The World Health Organization states: There is no safe level of alcohol consumption.
Key reminder:
You don't need to drink excessively to be at risk.
Even moderate drinking carries health risks, especially as we age and metabolise alcohol less efficiently.
How to Start Changing Your Drinking
After quitting drinking myself in 2019 and coaching over 10,000 women since, here are my top suggestions:
1. Track Your Drinking
Be honest. A glass of wine at home often equals 2–3 standard drinks, not one.
2. Take a 30-Day Break
Give yourself 30 days without alcohol to gather real data. Notice your sleep, mood, energy, weight, and stress levels.
3. Identify Your Triggers
Is it a specific time of day, friend, event, or emotion that triggers you to drink? Awareness is the first step to change.
4. Create New Rituals
Pour a beautiful alcohol-free drink into your favourite glass at 5 pm. Ritual matters. Find joy in alternatives.

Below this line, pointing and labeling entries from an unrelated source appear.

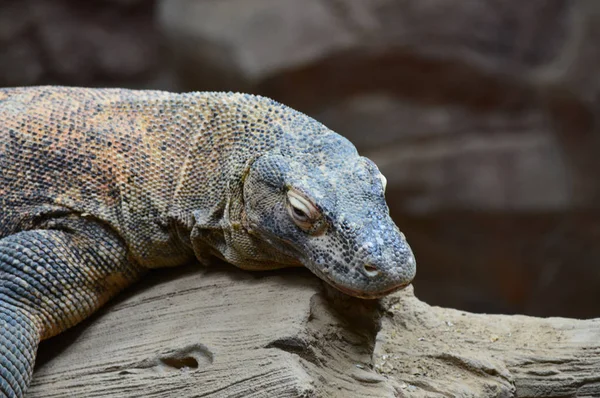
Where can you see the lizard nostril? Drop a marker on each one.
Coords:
(371, 270)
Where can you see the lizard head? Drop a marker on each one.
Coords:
(327, 211)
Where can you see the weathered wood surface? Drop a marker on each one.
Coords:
(228, 333)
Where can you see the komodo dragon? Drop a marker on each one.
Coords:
(99, 185)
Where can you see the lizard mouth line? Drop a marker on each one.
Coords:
(367, 295)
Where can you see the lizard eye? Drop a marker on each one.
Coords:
(301, 210)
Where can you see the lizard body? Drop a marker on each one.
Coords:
(99, 185)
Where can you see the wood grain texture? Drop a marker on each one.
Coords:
(228, 333)
(211, 334)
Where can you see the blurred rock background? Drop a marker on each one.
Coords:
(483, 115)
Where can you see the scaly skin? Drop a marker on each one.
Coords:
(99, 185)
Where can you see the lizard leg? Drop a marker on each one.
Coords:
(50, 280)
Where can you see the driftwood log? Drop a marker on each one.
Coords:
(229, 333)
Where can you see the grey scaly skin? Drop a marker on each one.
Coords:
(99, 185)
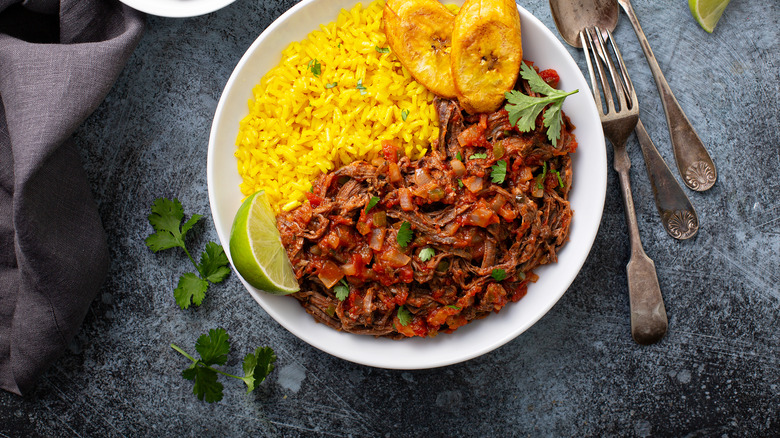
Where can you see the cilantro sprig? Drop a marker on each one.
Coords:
(426, 253)
(498, 172)
(498, 274)
(404, 316)
(405, 234)
(523, 109)
(362, 88)
(342, 290)
(315, 67)
(213, 349)
(166, 219)
(371, 203)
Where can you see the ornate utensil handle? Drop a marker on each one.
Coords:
(693, 160)
(677, 214)
(648, 314)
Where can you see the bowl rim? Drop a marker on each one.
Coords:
(411, 356)
(177, 8)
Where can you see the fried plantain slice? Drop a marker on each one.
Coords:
(420, 34)
(486, 53)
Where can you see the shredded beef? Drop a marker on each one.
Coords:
(476, 238)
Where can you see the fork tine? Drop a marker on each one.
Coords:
(601, 49)
(584, 42)
(597, 57)
(627, 84)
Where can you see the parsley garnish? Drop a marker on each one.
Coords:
(498, 172)
(404, 234)
(404, 316)
(315, 67)
(361, 87)
(342, 290)
(541, 177)
(213, 349)
(498, 274)
(426, 254)
(166, 220)
(558, 175)
(523, 109)
(371, 203)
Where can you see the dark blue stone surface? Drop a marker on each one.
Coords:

5. Tap into Support and Resources
You don’t have to do this alone.
Read my book Beyond Booze for inspiration and guidance: Beyond Booze
Join my free Facebook group, The Women’s Wellbeing Collective: Join here
Explore resources at www.sarahrusbatch.com
Remember, you don’t have to label yourself an “alcoholic” to realise alcohol is no longer serving you.
Choosing to rethink your drinking is an act of radical self-care, self-respect, and leadership - for yourself and for the generations of women who follow.